The rest, excepting Firmino, are all wide-men or forwards who have spent part of the season on the wings – Gabriel Jesus, Mohamed Salah, Raheem Sterling and Eden Hazard. Ronaldo became the new prototype of the powerful goalscoring wide-man, and his mini-revolution was timed perfectly with the rise of 4-3-3.
Salah and Mane are disciples of the Ronaldo school of thought, providing the goal-threat from out wide, but that prevailing interpretation of wingers over the last decade has changed what’s needed from centre-forwards too, the requirement to supply the wide goalscorers almost as much find the net themselves, and Firmino represents the latest step in that evolution. Of course, we have seen supporting centre-forwards before – as already alluded to, they’ve been a key part of the success of 4-3-3.
Perhaps the most transformative player in that regard was Didier Drogba, one of the first Premier League strikers who could occupy defences single-handed and bring midfielders into the game while consistently scoring himself. He actually finished his Premier League career with 64 assists, around one every five appearances, compared to 121 goals.
Firmino though, is of a different breed and brings something new to the supporting centre-forward mantra. Whereas Drogba was always a pure centre-forward due to his aerial prowess and physicality, Firmino is something closer to a more traditional playmaker – part centre-forward, part winger, part No.10, part midfielder.

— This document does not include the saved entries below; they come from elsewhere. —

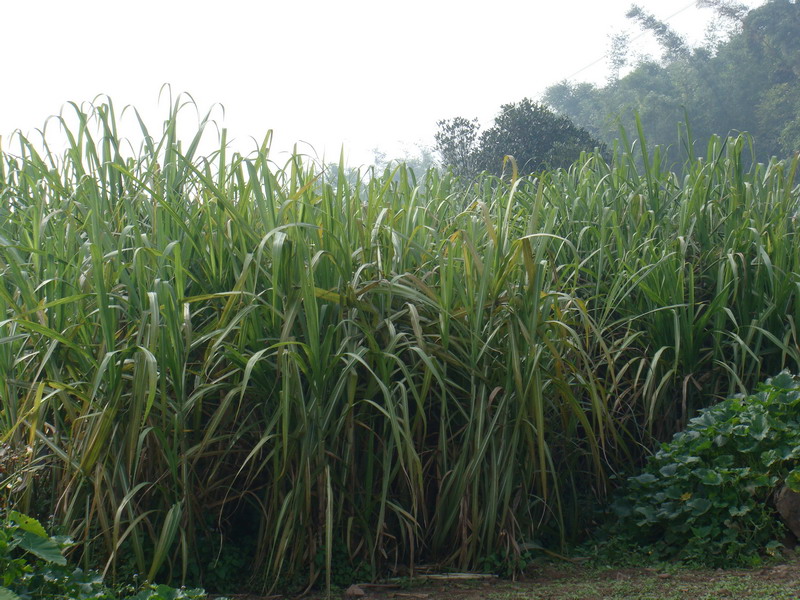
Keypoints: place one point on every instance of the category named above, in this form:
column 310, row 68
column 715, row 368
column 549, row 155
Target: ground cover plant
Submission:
column 329, row 373
column 33, row 567
column 705, row 496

Rather than the knockdowns and flick-ons from high balls that became such a crucial part of Drogba’s game, the vast majority falling to Frank Lampard, Firmino plays through his surrounding wide-men on the deck. He collects the ball at feet, he turns his defender and then slots the pass.
It actually makes Liverpool’s formation as much a midfield diamond as a 4-3-3 and although some would argue this is essentially a False 9 we’re talking about, that position was invented to get the best out of Lionel Messi’s uniquely diminutive qualities in an almost completely free role.

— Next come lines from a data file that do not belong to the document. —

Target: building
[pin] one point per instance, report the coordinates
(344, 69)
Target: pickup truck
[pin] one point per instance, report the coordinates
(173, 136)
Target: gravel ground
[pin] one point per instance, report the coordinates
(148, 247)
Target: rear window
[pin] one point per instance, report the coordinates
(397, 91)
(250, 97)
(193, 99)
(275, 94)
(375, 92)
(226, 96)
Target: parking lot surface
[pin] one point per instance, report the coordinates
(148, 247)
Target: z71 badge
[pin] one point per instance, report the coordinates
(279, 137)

Firmino is far more part of a functioning system, the same way Drogba was at Chelsea, and in terms of his natural strength and athleticism is far closer aligned to the Ivorian than the Argentine. Likewise, in terms of influencing other managers, players and teams in the years to come, Firmino – albeit a somewhat unique proposition himself – is far more replicable and pragmatic than potentially the greatest footballer of all time.

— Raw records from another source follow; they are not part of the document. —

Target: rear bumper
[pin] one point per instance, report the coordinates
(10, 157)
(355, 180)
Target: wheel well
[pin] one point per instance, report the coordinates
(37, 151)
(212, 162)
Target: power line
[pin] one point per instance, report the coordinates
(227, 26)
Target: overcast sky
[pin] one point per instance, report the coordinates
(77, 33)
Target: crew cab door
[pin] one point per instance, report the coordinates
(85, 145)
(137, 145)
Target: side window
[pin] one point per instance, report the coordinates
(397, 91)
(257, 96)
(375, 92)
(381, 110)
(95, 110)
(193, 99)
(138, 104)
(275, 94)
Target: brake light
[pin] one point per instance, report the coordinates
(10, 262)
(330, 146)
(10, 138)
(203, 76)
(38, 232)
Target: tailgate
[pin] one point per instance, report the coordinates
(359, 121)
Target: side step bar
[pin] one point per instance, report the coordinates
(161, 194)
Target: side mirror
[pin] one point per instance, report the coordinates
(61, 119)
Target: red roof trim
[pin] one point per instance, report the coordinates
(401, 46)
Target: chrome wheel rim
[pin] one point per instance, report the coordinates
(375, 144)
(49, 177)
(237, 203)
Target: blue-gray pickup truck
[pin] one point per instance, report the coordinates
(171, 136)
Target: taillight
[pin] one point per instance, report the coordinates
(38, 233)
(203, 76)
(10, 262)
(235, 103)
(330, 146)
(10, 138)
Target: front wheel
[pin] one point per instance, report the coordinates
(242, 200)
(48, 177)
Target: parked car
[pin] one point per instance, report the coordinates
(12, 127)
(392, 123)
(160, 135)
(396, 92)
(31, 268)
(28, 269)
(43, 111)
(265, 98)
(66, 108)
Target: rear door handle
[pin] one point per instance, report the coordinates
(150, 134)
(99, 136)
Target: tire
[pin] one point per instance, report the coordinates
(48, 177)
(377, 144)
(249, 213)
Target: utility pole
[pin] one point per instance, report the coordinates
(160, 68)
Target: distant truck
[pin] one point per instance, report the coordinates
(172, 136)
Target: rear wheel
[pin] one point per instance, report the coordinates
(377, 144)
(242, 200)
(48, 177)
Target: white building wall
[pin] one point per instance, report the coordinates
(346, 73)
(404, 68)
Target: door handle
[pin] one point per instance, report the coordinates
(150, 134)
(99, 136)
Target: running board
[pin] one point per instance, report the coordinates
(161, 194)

In terms of winning the ball back too, we’re seeing something new from Firmino. Whereas Mourinho famously used Drogba to help defend set pieces, something he was incredibly effective at, Firmino is arguably Liverpool’s best ball-winner and comfortably their best at winning it in dangerous areas.
As the statistics show, from all the typical centre-forwards in the Premier League this season, the South American has made the most interceptions and the second-most tackles, only bettered on the latter front by Swansea City’s Jordan Ayew. Equally tellingly, Firmino has made at least one tackle during 82% of his Premier League games this season and at least three in 29% of them.
Football inevitably moves in cycles and despite popular belief, Klopp didn’t invent the high press. In the coming years, it may well go out of fashion again in favour of a more conservative approach.
But right now, Firmino is clearly at the forefront – just as the manner in which he feeds wingers in on the ground fits perfectly into how the beautiful game has become less and less about long balls to a central striker, the areas where he wins the ball back highlight how there’s a much greater emphasis on proactively defending from the front, to disrupt the rhythm of possession-based teams.
Firmino is very much amongst the first of his kind – an attacker who combines the duties of a forward and a midfielder – but just as it appears inevitable every young goalkeeper breaking through will have a dose of Ederson about them in the years to come, as long as wide-men are expected to score goals there will be an element of Firmino about centre-forwards as well.
More than just a unique entity, the 19-cap international gives us an exciting glimpse into the future.